Shanel Chellaram

Fashion & lifestyle strategy consultant

Q How much have you actually thought about the colour of your skin?
A I give the colour of my skin very little thought. I don’t think it requires much attention except for health reasons. I love spending time outdoors and try to go away to the beach as much as possible so my skin colour varies naturally depending on the time of the year.

 

Q Were you ever subject to “colorism” – any sort of discrimination or singling out as the result of your skin colour? At school, or as a child?
A I grew up in Spain, where being tan is considered beautiful so I actually received many compliments on my “golden” skin tone. Being in India, however, I was always aware that darker skin tones are often considered undesirable. I simply did not give it much thought and it never bothered me.
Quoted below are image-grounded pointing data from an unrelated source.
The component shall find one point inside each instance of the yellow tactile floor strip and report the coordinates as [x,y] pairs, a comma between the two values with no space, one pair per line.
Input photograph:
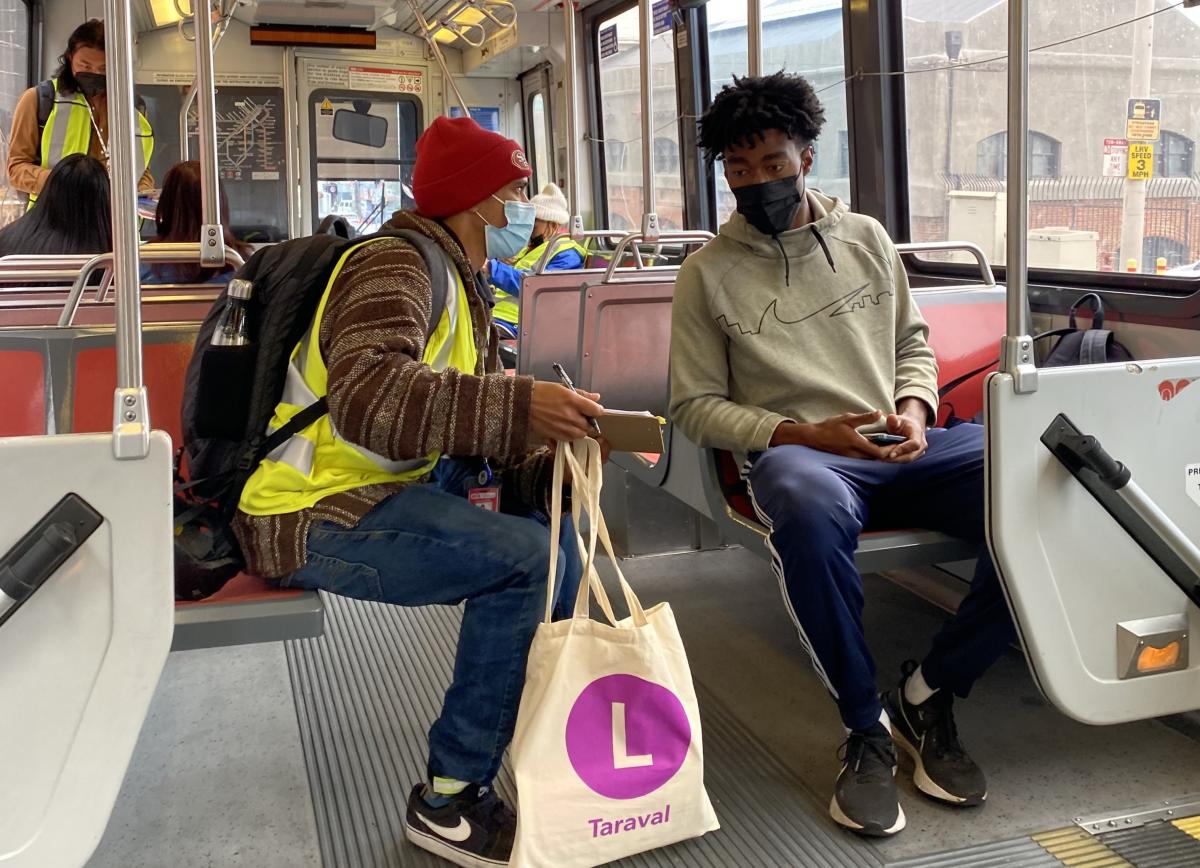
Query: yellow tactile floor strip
[1191,825]
[1075,848]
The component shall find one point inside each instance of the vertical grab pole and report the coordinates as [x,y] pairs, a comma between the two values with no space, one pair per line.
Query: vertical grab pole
[211,233]
[1017,351]
[754,37]
[131,414]
[573,126]
[649,211]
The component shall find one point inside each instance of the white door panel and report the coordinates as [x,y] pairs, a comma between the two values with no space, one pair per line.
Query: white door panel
[81,659]
[1071,572]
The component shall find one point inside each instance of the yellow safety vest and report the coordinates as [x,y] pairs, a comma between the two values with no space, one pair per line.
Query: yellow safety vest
[317,462]
[69,131]
[508,306]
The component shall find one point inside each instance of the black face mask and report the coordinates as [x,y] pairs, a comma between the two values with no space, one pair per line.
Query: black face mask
[91,83]
[771,207]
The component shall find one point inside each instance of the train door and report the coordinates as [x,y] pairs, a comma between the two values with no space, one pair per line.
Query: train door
[537,106]
[359,124]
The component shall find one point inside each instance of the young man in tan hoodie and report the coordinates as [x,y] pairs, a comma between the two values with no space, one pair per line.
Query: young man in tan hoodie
[793,334]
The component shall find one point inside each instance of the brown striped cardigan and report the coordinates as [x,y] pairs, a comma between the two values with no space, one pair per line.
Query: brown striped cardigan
[382,397]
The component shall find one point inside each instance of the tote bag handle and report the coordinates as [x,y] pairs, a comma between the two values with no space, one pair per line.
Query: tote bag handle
[586,483]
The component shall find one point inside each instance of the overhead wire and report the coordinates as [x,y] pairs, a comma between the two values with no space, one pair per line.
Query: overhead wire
[861,75]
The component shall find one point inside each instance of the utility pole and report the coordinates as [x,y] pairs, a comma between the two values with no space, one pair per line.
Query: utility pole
[1133,203]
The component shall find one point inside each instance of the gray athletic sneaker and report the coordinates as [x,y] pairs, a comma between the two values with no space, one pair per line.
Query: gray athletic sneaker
[865,798]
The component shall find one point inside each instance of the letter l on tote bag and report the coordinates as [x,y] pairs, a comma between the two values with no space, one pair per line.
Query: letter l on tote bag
[607,748]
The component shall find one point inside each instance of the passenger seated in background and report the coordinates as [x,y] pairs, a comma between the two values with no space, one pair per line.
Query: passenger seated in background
[71,216]
[360,504]
[552,217]
[180,216]
[793,329]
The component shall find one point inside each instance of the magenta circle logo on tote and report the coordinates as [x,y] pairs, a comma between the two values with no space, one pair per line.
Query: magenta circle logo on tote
[627,736]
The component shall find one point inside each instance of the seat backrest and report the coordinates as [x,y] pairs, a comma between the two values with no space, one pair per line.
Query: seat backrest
[24,385]
[965,328]
[624,347]
[166,352]
[550,317]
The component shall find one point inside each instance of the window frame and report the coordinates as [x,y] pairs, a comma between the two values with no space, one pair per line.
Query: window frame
[875,30]
[593,17]
[1000,169]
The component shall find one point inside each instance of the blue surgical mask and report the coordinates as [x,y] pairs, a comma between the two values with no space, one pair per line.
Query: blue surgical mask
[504,243]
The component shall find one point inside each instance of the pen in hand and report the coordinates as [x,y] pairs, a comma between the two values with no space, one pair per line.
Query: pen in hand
[567,381]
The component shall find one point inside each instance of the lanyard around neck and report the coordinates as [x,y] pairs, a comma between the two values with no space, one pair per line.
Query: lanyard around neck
[100,136]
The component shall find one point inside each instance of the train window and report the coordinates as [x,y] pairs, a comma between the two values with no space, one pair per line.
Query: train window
[13,82]
[619,95]
[541,150]
[367,177]
[802,39]
[1114,118]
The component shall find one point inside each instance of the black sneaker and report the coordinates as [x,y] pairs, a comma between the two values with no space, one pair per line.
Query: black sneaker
[475,830]
[865,798]
[927,732]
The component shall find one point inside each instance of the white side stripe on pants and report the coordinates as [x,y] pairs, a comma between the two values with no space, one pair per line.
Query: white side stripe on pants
[777,564]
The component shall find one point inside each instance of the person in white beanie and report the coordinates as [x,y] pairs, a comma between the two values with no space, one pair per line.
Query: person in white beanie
[552,217]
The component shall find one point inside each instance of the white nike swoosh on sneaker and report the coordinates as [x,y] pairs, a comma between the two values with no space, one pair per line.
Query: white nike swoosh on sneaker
[457,833]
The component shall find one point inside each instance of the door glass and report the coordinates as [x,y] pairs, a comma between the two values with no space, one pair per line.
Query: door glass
[543,155]
[619,96]
[365,149]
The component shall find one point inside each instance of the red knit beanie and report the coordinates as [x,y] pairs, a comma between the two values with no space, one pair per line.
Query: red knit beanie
[460,163]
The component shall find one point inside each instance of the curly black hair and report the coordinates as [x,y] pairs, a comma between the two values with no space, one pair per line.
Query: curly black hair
[745,109]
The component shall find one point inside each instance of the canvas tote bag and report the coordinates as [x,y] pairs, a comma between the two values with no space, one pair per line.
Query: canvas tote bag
[607,748]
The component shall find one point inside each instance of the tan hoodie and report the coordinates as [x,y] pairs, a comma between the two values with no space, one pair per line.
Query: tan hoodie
[757,340]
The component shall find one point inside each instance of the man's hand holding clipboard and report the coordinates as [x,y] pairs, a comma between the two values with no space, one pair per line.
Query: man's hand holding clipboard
[627,431]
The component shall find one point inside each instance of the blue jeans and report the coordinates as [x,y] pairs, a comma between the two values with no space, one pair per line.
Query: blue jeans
[816,504]
[429,545]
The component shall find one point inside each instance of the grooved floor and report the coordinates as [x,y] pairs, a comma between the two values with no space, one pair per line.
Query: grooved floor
[367,690]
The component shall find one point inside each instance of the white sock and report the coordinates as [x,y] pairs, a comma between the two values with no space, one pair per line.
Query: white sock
[883,719]
[916,690]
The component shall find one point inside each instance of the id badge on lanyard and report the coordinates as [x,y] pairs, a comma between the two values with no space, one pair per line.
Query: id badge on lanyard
[486,491]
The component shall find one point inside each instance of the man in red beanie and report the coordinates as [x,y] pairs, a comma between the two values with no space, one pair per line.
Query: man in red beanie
[363,504]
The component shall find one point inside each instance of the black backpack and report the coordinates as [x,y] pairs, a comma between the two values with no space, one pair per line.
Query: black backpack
[1075,346]
[231,394]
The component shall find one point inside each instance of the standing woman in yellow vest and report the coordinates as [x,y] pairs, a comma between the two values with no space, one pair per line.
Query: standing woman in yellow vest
[69,114]
[551,220]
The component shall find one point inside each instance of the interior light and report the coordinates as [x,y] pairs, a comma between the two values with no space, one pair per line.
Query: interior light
[468,16]
[165,12]
[1151,659]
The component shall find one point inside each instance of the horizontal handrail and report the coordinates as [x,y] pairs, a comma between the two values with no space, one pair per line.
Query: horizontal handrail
[561,240]
[195,293]
[664,239]
[183,253]
[975,250]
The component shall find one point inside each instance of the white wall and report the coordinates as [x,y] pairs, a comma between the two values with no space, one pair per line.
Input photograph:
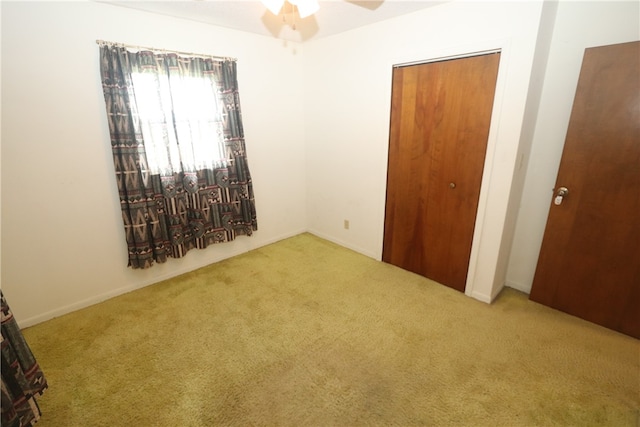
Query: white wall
[62,238]
[348,88]
[578,25]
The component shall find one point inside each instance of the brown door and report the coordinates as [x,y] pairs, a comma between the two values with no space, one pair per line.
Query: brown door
[440,117]
[589,263]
I’m currently focused on a project, Glamrs, a digital beauty network, where we create video content for young Indian women such as skincare and makeup tutorials, and at Glamrs we’re constantly approached by women who think they’d be happier if their skin was lighter. I understand why this is a concern but I feel the priority should be to have healthy, glowing skin and that, fortunately, is not dependent on colour.

 

Q Do you feel like there’s still a hierarchy of beauty based on skin shades?
A I feel there is an increased awareness about the issue, so the hierarchy is slowly tumbling as more beauty icons embrace their natural skin tone. However, fairness is still a selling point for many brands so, as long as we continue to promote it, we will be perpetuating the current ideal. An interesting fact is that the products referred to as “whitening” in Asia are often the same as what we know as “brightening” or “illuminating” cosmetics in the West.

 

Q Ever been on the receiving end of ways to lighten your skin?
A Let’s not forget that pigmentation issues such as uneven skin tone or dark spots are a common problem, specially for Indian skin. Many of the cosmetics we refer to as “lightening” are, in fact, used worldwide to tackle these issues. At some point or another I’ve used some of these products, for a specific purpose, and I use sun protection daily. The difference, however, is that I have never considered these products for whitening purposes, and the aim was never to make my skin fairer!

 

Q Your prediction: is this obsession with fair skin is going to wane?
A I think the question is whether we, as a community, want it to wane. The industry behind skin lightening products in Asia, including India, is estimated to be valued at $10 billion by 2015. The key is to eliminate the stigma associated with dark skin so that fair skin is just one more choice and not the only one.